UN-Mitarbeiter aus Sudan in Klinik gebracht

In Leipzig ist ein dritter Ebola-Patient aus Westafrika eingetroffen.

Leipzig - Nach Angaben des Klinikums St. Georg wurde der Mann am Morgen eingeliefert. Dem sächsischen Gesundheitsministerium zufolge handelt es sich um einen Mitarbeiter der Vereinten Nationen aus dem Sudan, der sich in Liberia mit dem tödlichen Virus infizierte. Details wollen Behörden und Krankenhaus nach eigenen Angaben später am Tag nennen.

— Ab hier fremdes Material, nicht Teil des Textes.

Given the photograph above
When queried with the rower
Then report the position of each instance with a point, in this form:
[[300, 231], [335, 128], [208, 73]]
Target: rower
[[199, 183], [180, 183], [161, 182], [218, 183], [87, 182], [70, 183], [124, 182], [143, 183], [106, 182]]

Das Krankenhaus ist eines von sieben deutschen Behandlungszentren für Patienten mit hochgefährlichen ansteckenden Krankheiten wie Ebola. Erkrankte können dort auf hermetisch abgeschotteten Isolierstationen von speziell geschulten Ärzten und Pflegekräften intensivmedizinisch betreut werden.

Zuletzt waren bereits zwei an Ebola erkrankte Experten der Weltgesundheitsorganisation (WHO) in vergleichbaren Spezialkliniken in Hamburg und Frankfurt am Main aufgenommen worden. Sie hatten sich beim Kampf gegen die seit Monaten in Westafrika wütende Epidemie angesteckt. Der Hamburger Patient wurde inzwischen entlassen, die Klinik beschrieb seinen Zustand als gut.